MCS
MCS

Reputation: 1101

Inner join on large dataset best practices

I am trying to merge two large datasets (around 3.5m lines,each) using dplyr::inner_join. I am working on a powerful machine with 40+ cores. I am not sure I am taking advantage of the machine itself as I am not parallelizing the task anyhow. How should I tackle the problem, which is taking a lot to run?

Best

Upvotes: 2

Views: 1702

Answers (2)

Sinh Nguyen
Sinh Nguyen

Reputation: 4487

I don't think 3.5M inner join going to have performance issues unless your two final datasets will be 3.5M * 3.5M after the join due to duplication of key columns in your datasets (duplicated values of joined columns)

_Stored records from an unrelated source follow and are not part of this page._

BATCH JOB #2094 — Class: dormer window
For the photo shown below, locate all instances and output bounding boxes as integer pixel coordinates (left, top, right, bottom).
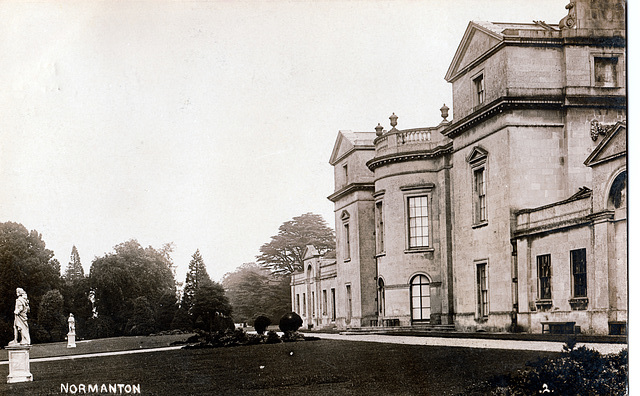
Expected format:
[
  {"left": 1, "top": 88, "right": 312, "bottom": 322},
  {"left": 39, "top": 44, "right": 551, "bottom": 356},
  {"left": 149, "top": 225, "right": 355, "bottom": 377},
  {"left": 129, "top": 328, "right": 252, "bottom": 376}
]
[
  {"left": 473, "top": 74, "right": 485, "bottom": 106},
  {"left": 593, "top": 57, "right": 618, "bottom": 87}
]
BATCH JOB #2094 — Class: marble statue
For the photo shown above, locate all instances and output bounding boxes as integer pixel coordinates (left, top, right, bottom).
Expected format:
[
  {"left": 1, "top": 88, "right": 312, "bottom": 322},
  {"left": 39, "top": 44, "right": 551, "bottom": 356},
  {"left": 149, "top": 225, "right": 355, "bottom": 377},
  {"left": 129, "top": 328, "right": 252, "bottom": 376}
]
[
  {"left": 9, "top": 288, "right": 31, "bottom": 345},
  {"left": 68, "top": 313, "right": 76, "bottom": 334}
]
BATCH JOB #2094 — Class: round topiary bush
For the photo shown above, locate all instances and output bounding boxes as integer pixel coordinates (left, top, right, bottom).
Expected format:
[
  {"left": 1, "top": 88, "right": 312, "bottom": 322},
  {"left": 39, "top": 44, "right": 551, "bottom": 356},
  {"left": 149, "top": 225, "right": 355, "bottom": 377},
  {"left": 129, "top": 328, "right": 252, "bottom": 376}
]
[
  {"left": 253, "top": 315, "right": 271, "bottom": 334},
  {"left": 279, "top": 312, "right": 302, "bottom": 333}
]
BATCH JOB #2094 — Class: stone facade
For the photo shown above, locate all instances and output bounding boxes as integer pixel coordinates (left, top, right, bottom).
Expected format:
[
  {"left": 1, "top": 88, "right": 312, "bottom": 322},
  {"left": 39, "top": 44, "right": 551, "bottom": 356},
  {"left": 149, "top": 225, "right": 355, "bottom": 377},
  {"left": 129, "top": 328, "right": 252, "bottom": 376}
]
[{"left": 298, "top": 0, "right": 627, "bottom": 334}]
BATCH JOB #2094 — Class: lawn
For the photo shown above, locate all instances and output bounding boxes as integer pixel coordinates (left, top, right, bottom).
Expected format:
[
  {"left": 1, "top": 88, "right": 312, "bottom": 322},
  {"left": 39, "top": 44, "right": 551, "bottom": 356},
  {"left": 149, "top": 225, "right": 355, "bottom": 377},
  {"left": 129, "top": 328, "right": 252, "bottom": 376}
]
[{"left": 0, "top": 337, "right": 552, "bottom": 395}]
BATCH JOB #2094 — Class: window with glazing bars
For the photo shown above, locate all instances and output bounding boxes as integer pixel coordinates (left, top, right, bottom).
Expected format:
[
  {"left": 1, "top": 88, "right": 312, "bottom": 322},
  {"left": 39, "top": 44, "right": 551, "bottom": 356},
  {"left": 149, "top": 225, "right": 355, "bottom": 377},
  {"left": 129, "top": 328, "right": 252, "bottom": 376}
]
[
  {"left": 476, "top": 263, "right": 489, "bottom": 317},
  {"left": 409, "top": 195, "right": 429, "bottom": 248},
  {"left": 570, "top": 249, "right": 587, "bottom": 297},
  {"left": 473, "top": 167, "right": 487, "bottom": 223},
  {"left": 536, "top": 254, "right": 551, "bottom": 300}
]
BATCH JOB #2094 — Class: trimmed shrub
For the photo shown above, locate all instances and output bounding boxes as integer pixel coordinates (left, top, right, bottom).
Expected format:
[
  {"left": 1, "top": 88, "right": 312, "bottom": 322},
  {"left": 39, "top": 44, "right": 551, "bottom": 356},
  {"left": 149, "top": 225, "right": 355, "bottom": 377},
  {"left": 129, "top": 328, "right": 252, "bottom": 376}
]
[
  {"left": 253, "top": 315, "right": 271, "bottom": 334},
  {"left": 279, "top": 312, "right": 302, "bottom": 333},
  {"left": 465, "top": 342, "right": 629, "bottom": 395},
  {"left": 264, "top": 330, "right": 282, "bottom": 344}
]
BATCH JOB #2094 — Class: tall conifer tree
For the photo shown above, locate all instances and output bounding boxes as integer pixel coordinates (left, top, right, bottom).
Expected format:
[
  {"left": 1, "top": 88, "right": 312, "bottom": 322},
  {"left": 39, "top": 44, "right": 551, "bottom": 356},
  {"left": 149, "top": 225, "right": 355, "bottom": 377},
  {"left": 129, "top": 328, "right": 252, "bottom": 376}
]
[
  {"left": 181, "top": 249, "right": 211, "bottom": 311},
  {"left": 64, "top": 245, "right": 84, "bottom": 282}
]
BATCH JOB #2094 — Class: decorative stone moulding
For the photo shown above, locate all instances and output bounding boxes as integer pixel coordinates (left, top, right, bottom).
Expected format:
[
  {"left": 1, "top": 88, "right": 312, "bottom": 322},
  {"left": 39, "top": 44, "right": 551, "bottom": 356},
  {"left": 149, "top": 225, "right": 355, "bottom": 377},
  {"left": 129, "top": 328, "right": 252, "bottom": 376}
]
[
  {"left": 536, "top": 300, "right": 553, "bottom": 311},
  {"left": 569, "top": 297, "right": 589, "bottom": 311},
  {"left": 590, "top": 120, "right": 611, "bottom": 142},
  {"left": 4, "top": 344, "right": 33, "bottom": 384}
]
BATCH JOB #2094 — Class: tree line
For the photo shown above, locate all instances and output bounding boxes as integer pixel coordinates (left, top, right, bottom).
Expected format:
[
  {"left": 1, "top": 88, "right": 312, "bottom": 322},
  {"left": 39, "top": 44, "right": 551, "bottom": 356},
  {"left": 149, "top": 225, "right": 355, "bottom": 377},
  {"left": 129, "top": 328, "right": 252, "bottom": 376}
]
[{"left": 0, "top": 213, "right": 335, "bottom": 345}]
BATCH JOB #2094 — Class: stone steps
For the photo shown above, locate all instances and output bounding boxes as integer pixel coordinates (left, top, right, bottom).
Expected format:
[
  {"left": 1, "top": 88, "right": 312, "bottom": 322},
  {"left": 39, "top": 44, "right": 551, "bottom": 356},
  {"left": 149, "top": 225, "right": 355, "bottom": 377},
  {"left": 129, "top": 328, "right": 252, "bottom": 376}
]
[{"left": 340, "top": 324, "right": 455, "bottom": 334}]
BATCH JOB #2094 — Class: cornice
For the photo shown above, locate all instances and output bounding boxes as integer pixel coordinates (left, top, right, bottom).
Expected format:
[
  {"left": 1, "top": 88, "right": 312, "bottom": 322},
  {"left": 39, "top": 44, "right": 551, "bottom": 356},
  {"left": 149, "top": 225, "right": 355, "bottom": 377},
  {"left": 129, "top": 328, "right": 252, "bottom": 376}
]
[
  {"left": 327, "top": 182, "right": 375, "bottom": 202},
  {"left": 367, "top": 142, "right": 453, "bottom": 171},
  {"left": 442, "top": 96, "right": 564, "bottom": 139}
]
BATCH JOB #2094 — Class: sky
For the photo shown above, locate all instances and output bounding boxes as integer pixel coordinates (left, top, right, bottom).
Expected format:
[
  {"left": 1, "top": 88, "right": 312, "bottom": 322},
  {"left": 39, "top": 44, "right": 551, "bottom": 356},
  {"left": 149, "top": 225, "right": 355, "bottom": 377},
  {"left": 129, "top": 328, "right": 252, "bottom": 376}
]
[{"left": 0, "top": 0, "right": 620, "bottom": 280}]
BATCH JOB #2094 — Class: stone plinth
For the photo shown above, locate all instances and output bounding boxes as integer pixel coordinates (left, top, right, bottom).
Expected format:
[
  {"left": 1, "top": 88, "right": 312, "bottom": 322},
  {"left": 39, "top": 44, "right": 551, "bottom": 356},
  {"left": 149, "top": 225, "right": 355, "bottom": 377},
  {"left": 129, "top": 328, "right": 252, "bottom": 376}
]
[
  {"left": 5, "top": 345, "right": 33, "bottom": 384},
  {"left": 67, "top": 333, "right": 76, "bottom": 348}
]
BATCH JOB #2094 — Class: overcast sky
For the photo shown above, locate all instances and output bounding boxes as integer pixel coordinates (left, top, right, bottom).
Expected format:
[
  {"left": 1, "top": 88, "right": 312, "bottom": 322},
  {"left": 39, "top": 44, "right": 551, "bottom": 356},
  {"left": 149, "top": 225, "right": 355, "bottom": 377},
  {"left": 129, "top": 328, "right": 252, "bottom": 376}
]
[{"left": 0, "top": 0, "right": 616, "bottom": 280}]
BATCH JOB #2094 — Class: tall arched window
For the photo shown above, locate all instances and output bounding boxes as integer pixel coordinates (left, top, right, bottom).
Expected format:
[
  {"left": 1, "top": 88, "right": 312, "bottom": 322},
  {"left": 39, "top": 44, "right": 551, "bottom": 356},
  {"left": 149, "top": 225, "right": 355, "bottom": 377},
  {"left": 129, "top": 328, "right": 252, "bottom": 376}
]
[
  {"left": 411, "top": 275, "right": 431, "bottom": 322},
  {"left": 378, "top": 278, "right": 384, "bottom": 316},
  {"left": 609, "top": 171, "right": 627, "bottom": 209}
]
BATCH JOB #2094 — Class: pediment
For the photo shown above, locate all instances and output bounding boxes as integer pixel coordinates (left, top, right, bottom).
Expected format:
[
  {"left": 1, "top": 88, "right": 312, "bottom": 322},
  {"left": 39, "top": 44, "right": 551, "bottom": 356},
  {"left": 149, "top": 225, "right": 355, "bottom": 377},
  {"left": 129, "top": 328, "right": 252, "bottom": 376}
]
[
  {"left": 329, "top": 131, "right": 354, "bottom": 165},
  {"left": 467, "top": 146, "right": 489, "bottom": 164},
  {"left": 444, "top": 22, "right": 502, "bottom": 82},
  {"left": 302, "top": 245, "right": 320, "bottom": 261},
  {"left": 584, "top": 122, "right": 627, "bottom": 167}
]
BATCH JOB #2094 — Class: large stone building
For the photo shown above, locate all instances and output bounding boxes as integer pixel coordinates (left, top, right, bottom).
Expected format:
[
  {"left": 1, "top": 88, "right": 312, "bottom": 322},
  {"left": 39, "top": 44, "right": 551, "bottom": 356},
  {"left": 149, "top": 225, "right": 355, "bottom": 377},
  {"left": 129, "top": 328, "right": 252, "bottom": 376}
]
[{"left": 292, "top": 0, "right": 627, "bottom": 334}]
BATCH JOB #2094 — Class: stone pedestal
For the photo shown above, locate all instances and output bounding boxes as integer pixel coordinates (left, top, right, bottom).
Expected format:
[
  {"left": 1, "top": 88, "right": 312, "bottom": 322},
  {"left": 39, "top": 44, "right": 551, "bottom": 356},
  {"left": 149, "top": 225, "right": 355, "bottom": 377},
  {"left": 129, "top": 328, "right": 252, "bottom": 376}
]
[
  {"left": 67, "top": 333, "right": 76, "bottom": 348},
  {"left": 5, "top": 344, "right": 33, "bottom": 384}
]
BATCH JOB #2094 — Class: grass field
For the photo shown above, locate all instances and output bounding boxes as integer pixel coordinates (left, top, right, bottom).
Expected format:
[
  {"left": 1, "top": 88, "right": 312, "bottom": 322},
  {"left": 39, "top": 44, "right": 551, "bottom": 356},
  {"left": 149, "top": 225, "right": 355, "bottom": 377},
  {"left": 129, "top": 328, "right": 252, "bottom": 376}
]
[{"left": 0, "top": 336, "right": 560, "bottom": 395}]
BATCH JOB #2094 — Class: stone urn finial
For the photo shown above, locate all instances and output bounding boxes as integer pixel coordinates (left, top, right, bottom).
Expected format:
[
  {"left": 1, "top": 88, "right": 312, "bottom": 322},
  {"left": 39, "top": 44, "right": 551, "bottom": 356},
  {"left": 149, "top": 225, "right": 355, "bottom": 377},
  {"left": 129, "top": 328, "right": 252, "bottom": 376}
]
[
  {"left": 375, "top": 123, "right": 384, "bottom": 136},
  {"left": 440, "top": 104, "right": 449, "bottom": 121},
  {"left": 389, "top": 113, "right": 398, "bottom": 128}
]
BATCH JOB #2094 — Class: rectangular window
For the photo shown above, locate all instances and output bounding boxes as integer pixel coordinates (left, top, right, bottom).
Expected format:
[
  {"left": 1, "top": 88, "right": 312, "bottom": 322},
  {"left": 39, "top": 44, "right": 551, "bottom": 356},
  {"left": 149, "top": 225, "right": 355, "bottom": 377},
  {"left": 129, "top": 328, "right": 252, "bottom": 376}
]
[
  {"left": 331, "top": 289, "right": 336, "bottom": 322},
  {"left": 473, "top": 74, "right": 485, "bottom": 106},
  {"left": 570, "top": 249, "right": 587, "bottom": 297},
  {"left": 376, "top": 201, "right": 384, "bottom": 253},
  {"left": 536, "top": 254, "right": 551, "bottom": 300},
  {"left": 322, "top": 290, "right": 327, "bottom": 316},
  {"left": 344, "top": 223, "right": 351, "bottom": 260},
  {"left": 408, "top": 195, "right": 429, "bottom": 248},
  {"left": 302, "top": 293, "right": 307, "bottom": 316},
  {"left": 476, "top": 263, "right": 489, "bottom": 317},
  {"left": 593, "top": 57, "right": 618, "bottom": 87},
  {"left": 473, "top": 167, "right": 487, "bottom": 223},
  {"left": 347, "top": 285, "right": 353, "bottom": 324}
]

Normally in R, there is no functions that will utilized multiple cores. To do it you will have to divide data in batch that could be process separately then combined final results together and calculated further. Here are pseudo code using library dplyr & doParallel

library(dplyr)
library(doParallel)

# Parallel configuration #####
cpuCount <- 10
# Note that doParallel will replicated your environment to and process on multiple core
# so if your environment is 10GB memory & you use 10 core
# it would required 10GBx10=100GB RAM to process data parallel
registerDoParallel(cpuCount)

data_1 # 3.5M rows records with key column is id_1 & value column value_1
data_2 # 3.5M rows records with key columns are id_1 & id_2

# Goal is to calculate some stats/summary of value_1 for each combination of id_1 + id_2
id_1_unique <- unique(data_1$id_1)
batchStep <- 1000
batch_id_1 <- seq(1, length(id_1_unique )+batchStep , by=batchStep )

# Do the join for each batch id_1 & summary/calculation then return the final_data
# foreach will result a list, for this psuedo code it is a list of datasets
# which can be combined use bind_rows
summaryData <- bind_rows(foreach(index=1:(length(batch_id_1)-1)) %dopar% {
    batch_id_1_current <- id_1_unique[index:index+batchStep-1]
    batch_data_1 <- data_1 %>% filter(id_1 %in% batch_id_1_current)
    joined_data <- inner_join(batch_data_1, data_2, by="id_1")
    final_data <- joined_data %>%
        group_by(id_1, id_2) %>%
        #calculation code here
        summary(calculated_value_1=sum(value_1)) %>%
        ungroup()
    return(final_data)
})

Upvotes: 2

GenesRus
GenesRus

Reputation: 1057

You should try the data.table package, which is much more efficient than dplyr for large datasets. I've copied over the inner join code from here.

library(data.table)
DT <- data.table(x=rep(c("b","a","c"),each=3), y=c(1,3,6), v=1:9)
X  <- data.table(x=c("c","b"), v=8:7, foo=c(4,2))
DT[X, on="x", nomatch=0] # inner join
                         # SELECT DT INNER JOIN X ON DT$x = X$x

Althought data.table doesn't use parallelization, it will be faster than inner_join and the best option to the best of my knowledge.